To upload your video to Warpwire:

  • Click the Warpwire tab in the course Sakai site.
  • Click the “+” and select “Upload files”.
  • Locate the video on your computer and click to upload.
  • Once you’ve uploaded the video to Warpwire, click to share the video and copy the video’s URL. You will need this when you post the video in the discussion forum.

Reproducibility + organization

All written work (with exception of presentation slides) should be reproducible, and the GitHub repo should be neatly organized.

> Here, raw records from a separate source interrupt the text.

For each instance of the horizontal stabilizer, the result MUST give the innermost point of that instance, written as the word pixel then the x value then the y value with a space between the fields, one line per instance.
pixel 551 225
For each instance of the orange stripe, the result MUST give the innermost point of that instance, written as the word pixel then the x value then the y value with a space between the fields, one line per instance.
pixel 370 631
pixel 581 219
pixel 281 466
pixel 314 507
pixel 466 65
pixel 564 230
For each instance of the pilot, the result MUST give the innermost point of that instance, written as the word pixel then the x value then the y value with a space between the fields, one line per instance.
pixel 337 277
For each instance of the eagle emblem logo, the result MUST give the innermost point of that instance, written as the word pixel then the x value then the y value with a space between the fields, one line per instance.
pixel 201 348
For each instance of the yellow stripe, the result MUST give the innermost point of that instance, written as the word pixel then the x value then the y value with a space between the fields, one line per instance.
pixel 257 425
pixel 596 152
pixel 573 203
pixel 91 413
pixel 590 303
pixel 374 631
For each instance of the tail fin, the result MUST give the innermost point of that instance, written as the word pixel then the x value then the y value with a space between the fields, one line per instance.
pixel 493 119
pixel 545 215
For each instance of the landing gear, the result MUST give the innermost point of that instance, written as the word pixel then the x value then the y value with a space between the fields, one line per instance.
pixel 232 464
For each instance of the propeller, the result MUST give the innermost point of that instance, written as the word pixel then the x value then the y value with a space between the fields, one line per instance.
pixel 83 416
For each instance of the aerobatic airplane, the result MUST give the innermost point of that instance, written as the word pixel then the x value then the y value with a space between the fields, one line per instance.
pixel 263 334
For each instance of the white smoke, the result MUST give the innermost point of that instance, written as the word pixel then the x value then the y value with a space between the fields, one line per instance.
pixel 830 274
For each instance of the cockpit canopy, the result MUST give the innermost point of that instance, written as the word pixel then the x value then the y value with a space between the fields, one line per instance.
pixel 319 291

Points for reproducibility + organization will be based on the reproducibility of the written report and the organization of the project GitHub repo. The repo should be neatly organized as described above, there should be no extraneous files, all text in the README should be easily readable.

Teamwork

You will be asked to fill out a survey where you rate the contribution and teamwork of each team member by assigning a contribution percentage for each team member. Filling out the survey is a prerequisite for getting credit on the team member evaluation. If you are suggesting that an individual did less than half the expected contribution given your team size (e.g., for a team of four students, if a student contributed less than 12.5% of the total effort), please provide some explanation. If any individual gets an average peer score indicating that this was the case, their grade will be assessed accordingly and penalties may apply beyond the teamwork component of the grade.

If you have concerns with the teamwork and/or contribution from any team members, please email me by the project presentation deadline. You only need to email me if you have concerns. Otherwise, I will assume everyone on the team equally contributed and will receive full credit for the teamwork portion of the grade.

Overall grading

The grade breakdown is as follows:

Total 100 pts
Project proposal 10 pts
Draft report 10 pts
Peer review 5 pts
Final report 40 pts
Slides + presentation 20 pts
Reproducibility + organization 5 pts
Teamwork 10 pts

Grading summary

Grading of the project will take into account the following:

  • Content - What is the quality of research and/or policy question and relevancy of data to those questions?
  • Correctness - Are statistical procedures carried out and explained correctly?
  • Writing and Presentation - What is the quality of the statistical presentation, writing, and explanations?
  • Creativity and Critical Thought - Is the project carefully thought out? Are the limitations carefully considered? Does it appear that time and effort went into the planning and implementation of the project?

A general breakdown of scoring is as follows:

  • 90%-100%: Outstanding effort. Student understands how to apply all statistical concepts, can put the results into a cogent argument, can identify weaknesses in the argument, and can clearly communicate the results to others.
  • 80%-89%: Good effort. Student understands most of the concepts, puts together an adequate argument, identifies some weaknesses of their argument, and communicates most results clearly to others.
  • 70%-79%: Passing effort. Student has misunderstanding of concepts in several areas, has some trouble putting results together in a cogent argument, and communication of results is sometimes unclear.
  • 60%-69%: Struggling effort. Student is making some effort, but has misunderstanding of many concepts and is unable to put together a cogent argument. Communication of results is unclear.
  • Below 60%: Student is not making a sufficient effort.

Late work policy

There is no late work accepted on this project. Be sure to turn in your work early to avoid any technological mishaps.